El proyecto de Reforma Laboral que impulsa el Gobierno nacional propone reducir del 6 al 5 por ciento las contribuciones patronales destinadas al sistema de Salud. Esa medida implicaría una pérdida de ingresos para obras sociales y prepagas equivalente a más de 1.300 millones de dólares anuales.
Actualmente, los trabajadores aportan el 3 por ciento de su salario y las empresas otro 6 por ciento. De ese total, el 15 por ciento se destina al Fondo Solidario, que cubre tratamientos prolongados y de alto costo. En este sentido, la modificación prevista en el Artículo 161 reduciría el aporte conjunto al 8 por ciento, con un impacto estimado en casi 0,2 por ciento del PBI, según el economista Lorenzo Sigaut Graviña.

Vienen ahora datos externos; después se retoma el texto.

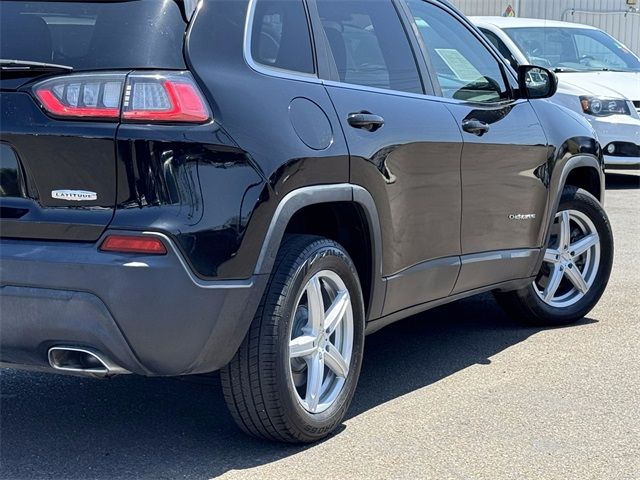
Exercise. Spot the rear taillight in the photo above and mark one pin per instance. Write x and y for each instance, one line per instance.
(163, 98)
(96, 96)
(133, 244)
(138, 97)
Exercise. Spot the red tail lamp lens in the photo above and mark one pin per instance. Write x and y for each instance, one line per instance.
(133, 244)
(164, 99)
(82, 96)
(154, 97)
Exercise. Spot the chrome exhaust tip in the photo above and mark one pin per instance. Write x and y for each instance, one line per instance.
(82, 360)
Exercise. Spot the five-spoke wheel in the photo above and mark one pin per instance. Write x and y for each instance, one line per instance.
(321, 341)
(575, 269)
(295, 374)
(571, 262)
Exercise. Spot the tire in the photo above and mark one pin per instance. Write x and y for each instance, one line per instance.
(271, 395)
(537, 304)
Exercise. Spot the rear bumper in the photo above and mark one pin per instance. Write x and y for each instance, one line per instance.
(148, 314)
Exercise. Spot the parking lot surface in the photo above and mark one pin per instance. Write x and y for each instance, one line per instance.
(459, 392)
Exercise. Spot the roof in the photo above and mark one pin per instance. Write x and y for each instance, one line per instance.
(517, 22)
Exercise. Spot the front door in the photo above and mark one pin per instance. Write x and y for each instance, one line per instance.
(404, 147)
(504, 153)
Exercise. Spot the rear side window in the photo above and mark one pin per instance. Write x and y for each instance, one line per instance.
(280, 36)
(94, 35)
(369, 44)
(466, 70)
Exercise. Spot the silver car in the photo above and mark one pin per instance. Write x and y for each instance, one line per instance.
(599, 77)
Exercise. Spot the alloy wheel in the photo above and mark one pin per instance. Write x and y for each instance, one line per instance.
(321, 341)
(571, 261)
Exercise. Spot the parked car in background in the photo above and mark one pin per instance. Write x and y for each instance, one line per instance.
(599, 77)
(253, 186)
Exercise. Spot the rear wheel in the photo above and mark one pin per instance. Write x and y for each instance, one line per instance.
(295, 374)
(576, 267)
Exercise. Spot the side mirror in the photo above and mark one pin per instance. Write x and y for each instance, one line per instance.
(536, 82)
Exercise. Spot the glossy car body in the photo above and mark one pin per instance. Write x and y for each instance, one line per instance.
(428, 211)
(621, 132)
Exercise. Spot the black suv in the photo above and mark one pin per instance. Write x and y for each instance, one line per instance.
(251, 186)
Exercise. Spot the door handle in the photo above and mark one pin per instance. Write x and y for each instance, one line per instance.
(476, 127)
(365, 121)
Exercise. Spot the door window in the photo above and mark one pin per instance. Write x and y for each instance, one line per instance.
(466, 70)
(280, 36)
(369, 44)
(502, 48)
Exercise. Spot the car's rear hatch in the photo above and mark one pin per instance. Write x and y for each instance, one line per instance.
(57, 173)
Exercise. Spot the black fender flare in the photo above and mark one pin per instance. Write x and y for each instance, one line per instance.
(318, 194)
(556, 188)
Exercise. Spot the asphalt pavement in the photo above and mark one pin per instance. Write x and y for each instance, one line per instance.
(459, 392)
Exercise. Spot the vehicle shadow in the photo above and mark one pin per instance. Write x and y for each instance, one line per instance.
(132, 427)
(623, 181)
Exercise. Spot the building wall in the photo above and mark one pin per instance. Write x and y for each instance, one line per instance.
(612, 16)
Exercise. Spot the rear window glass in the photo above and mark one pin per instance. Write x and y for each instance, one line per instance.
(94, 35)
(281, 37)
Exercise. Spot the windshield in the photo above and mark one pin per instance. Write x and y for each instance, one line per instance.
(94, 35)
(573, 49)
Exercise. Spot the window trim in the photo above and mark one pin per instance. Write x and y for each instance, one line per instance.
(507, 74)
(270, 70)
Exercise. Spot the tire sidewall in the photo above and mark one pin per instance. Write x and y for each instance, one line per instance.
(326, 255)
(582, 201)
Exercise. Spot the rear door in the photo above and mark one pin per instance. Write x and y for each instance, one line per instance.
(58, 178)
(504, 156)
(405, 148)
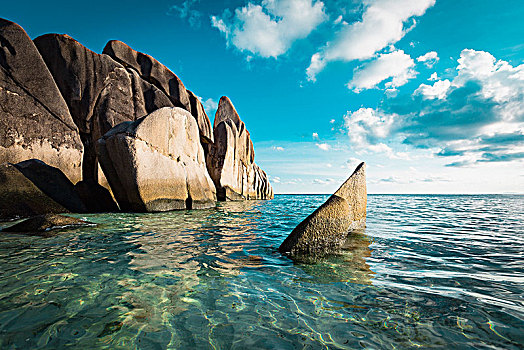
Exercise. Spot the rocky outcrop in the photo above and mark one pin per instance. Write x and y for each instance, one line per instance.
(32, 188)
(327, 228)
(34, 119)
(231, 159)
(95, 197)
(41, 225)
(99, 91)
(150, 170)
(159, 75)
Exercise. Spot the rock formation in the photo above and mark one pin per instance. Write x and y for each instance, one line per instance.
(159, 75)
(99, 91)
(150, 170)
(32, 188)
(41, 225)
(231, 159)
(327, 228)
(95, 197)
(58, 99)
(34, 119)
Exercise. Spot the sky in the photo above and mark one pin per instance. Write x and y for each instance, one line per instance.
(429, 93)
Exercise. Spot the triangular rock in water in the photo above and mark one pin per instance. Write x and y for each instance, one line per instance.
(327, 228)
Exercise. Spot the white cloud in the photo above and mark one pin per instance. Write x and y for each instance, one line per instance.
(367, 124)
(210, 105)
(383, 23)
(475, 117)
(187, 12)
(429, 59)
(270, 28)
(395, 65)
(323, 182)
(433, 76)
(323, 146)
(438, 90)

“Con la información de los últimos 12 meses de ARCA, estamos hablando que ese punto porcentual (de 6 a 5%) acumuló $ 1,6 billones (casi 0,2% del PIB) que al tipo de cambio de cada uno de los últimos 12 meses totalizó US$ 1.335 millones”, puntualizó Graviña. Mientras que, el especialista Jorge García Rapp calculó que la baja de un punto representa $16.500 millones menos para el Fondo Solidario y $96 mil millones menos para las entidades del sistema.

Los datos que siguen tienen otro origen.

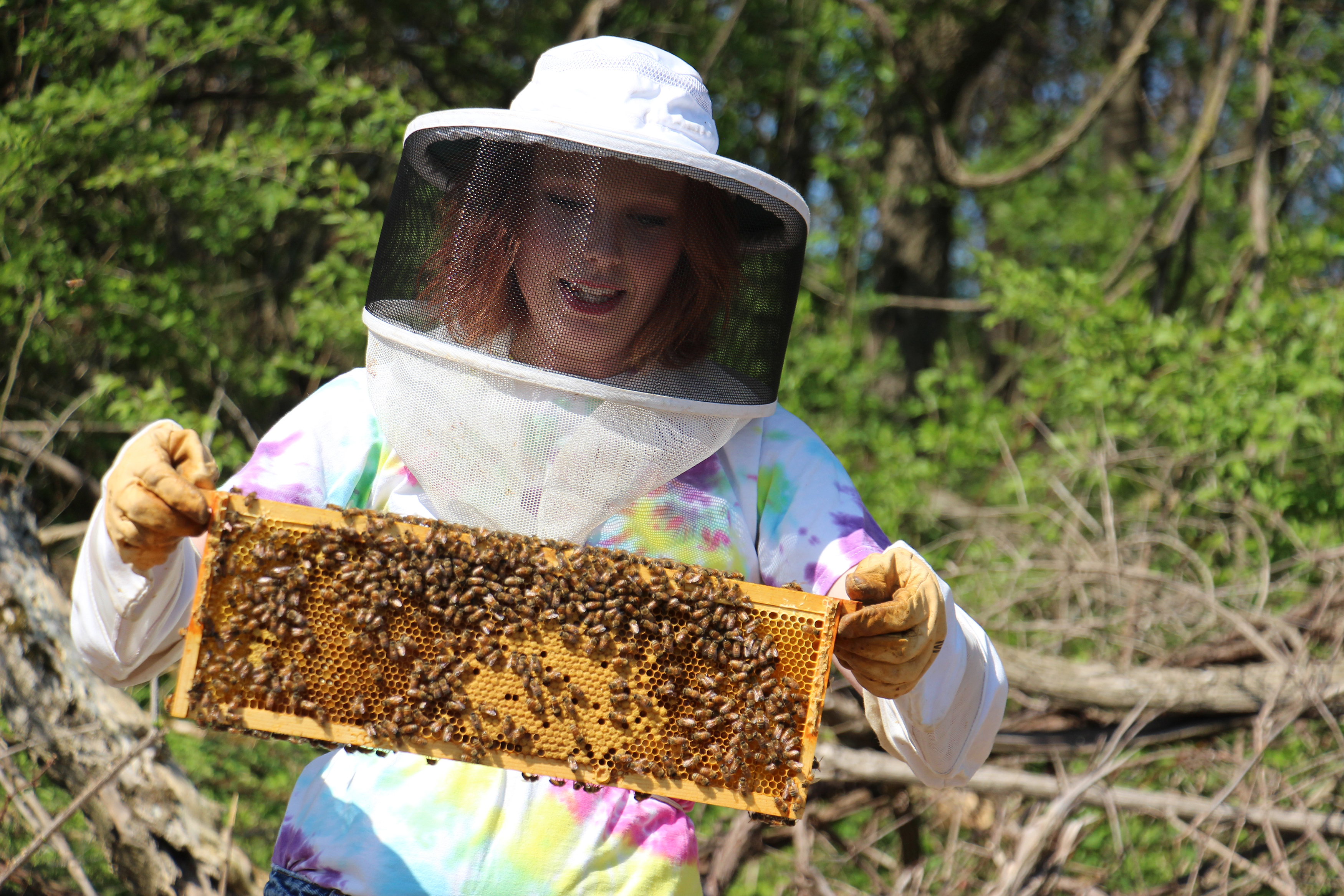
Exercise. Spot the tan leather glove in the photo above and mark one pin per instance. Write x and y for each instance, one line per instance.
(152, 496)
(894, 639)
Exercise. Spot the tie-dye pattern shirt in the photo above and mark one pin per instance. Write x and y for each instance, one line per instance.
(773, 504)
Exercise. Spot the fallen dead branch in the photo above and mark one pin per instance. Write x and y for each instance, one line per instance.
(161, 835)
(35, 816)
(846, 765)
(68, 813)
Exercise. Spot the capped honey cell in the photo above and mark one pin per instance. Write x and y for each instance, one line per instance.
(381, 632)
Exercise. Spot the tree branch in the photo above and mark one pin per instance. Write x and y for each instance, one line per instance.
(953, 168)
(589, 21)
(18, 351)
(1257, 191)
(1221, 690)
(721, 38)
(846, 765)
(99, 783)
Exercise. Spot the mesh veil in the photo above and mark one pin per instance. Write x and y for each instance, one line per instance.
(556, 328)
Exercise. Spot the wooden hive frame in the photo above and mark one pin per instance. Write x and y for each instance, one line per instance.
(334, 669)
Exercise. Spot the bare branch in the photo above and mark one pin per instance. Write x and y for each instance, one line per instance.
(99, 783)
(721, 38)
(955, 170)
(1222, 690)
(586, 25)
(18, 353)
(1257, 191)
(844, 764)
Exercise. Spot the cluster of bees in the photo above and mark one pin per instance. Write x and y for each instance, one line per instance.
(680, 649)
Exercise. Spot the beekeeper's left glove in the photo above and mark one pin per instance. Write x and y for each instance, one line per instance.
(152, 494)
(894, 639)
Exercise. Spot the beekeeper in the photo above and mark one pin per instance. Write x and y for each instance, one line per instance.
(577, 320)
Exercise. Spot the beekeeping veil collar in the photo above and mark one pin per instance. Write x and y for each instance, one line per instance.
(576, 300)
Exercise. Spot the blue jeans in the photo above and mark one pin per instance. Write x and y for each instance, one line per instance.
(284, 883)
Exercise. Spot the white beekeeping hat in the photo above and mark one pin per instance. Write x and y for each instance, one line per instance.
(576, 300)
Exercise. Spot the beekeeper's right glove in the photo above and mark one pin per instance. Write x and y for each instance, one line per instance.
(895, 637)
(152, 495)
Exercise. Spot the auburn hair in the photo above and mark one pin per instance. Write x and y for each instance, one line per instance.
(471, 275)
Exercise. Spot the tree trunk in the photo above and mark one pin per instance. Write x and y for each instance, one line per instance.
(944, 54)
(1124, 132)
(161, 835)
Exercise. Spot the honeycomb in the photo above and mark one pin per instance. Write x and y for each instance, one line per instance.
(599, 667)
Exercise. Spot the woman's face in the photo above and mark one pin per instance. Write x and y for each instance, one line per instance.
(597, 246)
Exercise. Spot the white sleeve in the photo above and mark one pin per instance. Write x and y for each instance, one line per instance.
(127, 626)
(945, 727)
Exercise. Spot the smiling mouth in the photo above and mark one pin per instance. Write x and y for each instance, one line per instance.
(588, 299)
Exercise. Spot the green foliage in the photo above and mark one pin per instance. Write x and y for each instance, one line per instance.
(195, 194)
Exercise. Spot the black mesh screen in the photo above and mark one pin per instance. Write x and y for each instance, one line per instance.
(632, 272)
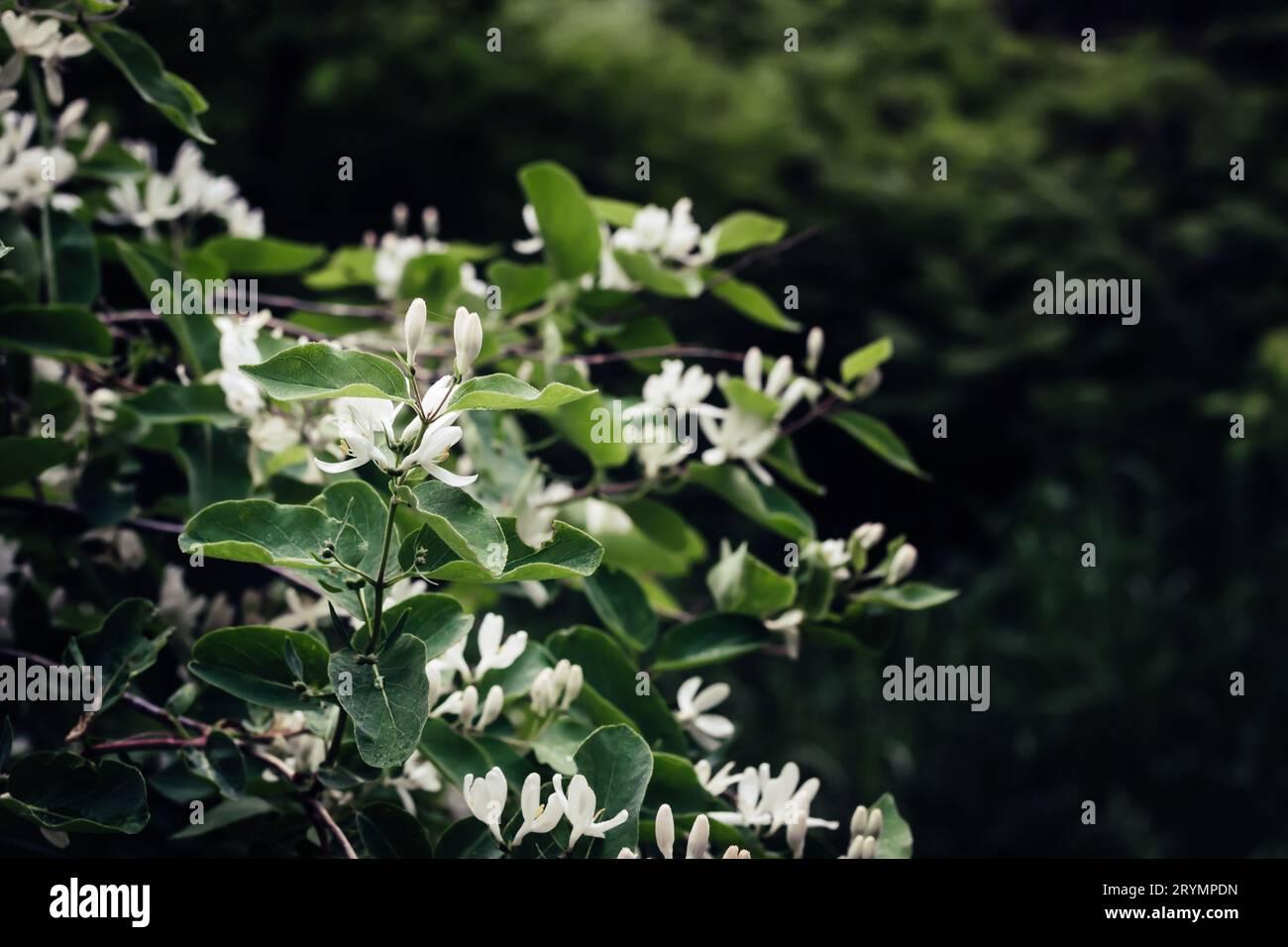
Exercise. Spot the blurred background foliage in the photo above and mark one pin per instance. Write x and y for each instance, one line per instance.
(1109, 684)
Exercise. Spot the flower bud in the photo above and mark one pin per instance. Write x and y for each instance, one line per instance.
(812, 350)
(902, 564)
(664, 830)
(413, 329)
(468, 334)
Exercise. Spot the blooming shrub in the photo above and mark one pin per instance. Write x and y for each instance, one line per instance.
(389, 449)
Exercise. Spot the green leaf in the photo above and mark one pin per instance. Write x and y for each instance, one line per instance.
(249, 661)
(227, 814)
(707, 641)
(349, 265)
(910, 596)
(769, 506)
(387, 698)
(752, 303)
(124, 646)
(76, 260)
(649, 273)
(389, 831)
(266, 532)
(68, 793)
(455, 755)
(565, 215)
(621, 604)
(742, 583)
(168, 402)
(266, 257)
(613, 211)
(877, 438)
(570, 553)
(59, 331)
(172, 97)
(320, 371)
(745, 230)
(215, 463)
(522, 285)
(468, 839)
(896, 839)
(612, 692)
(505, 392)
(194, 331)
(864, 360)
(26, 458)
(618, 766)
(437, 620)
(462, 523)
(219, 763)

El exsuperintendente de Servicios de Salud, Rubén Cano, señaló que la medida agravaría el desfinanciamiento. “Si actualmente los aportes no cubren el costo del obsoleto Programa Médico Obligatorio, reducir los ingresos en un punto sobre 9 por ciento significa una baja de más del 11 por ciento que afecta a las obras sociales y al Fondo Solidario de Redistribución”.
La falta de aportes patronales golpea al sistema de salud
Quienes derivan sus aportes y las contribuciones del empleador a una prepaga deberán afrontar mayores costos. Las prepagas recibirán un por ciento menos del salario del trabajador para financiar el plan contratado, y esa diferencia deberá cubrirla el afiliado para mantener su cobertura.
Cano planteó la necesidad de crear un Fondo Nacional que financie tratamientos prolongados y de alto costo para toda la población. En este sentido, destacó que debería incluir también la atención de la discapacidad y no limitarse a los ocupados y sus familias.
El debate sobre la reforma abre un escenario de tensión entre la reducción de costos patronales y el financiamiento del sistema de Salud. Los especialistas advierten que el recorte podría trasladarse directamente a los bolsillos de los trabajadores y comprometer la sustentabilidad de las prestaciones médicas.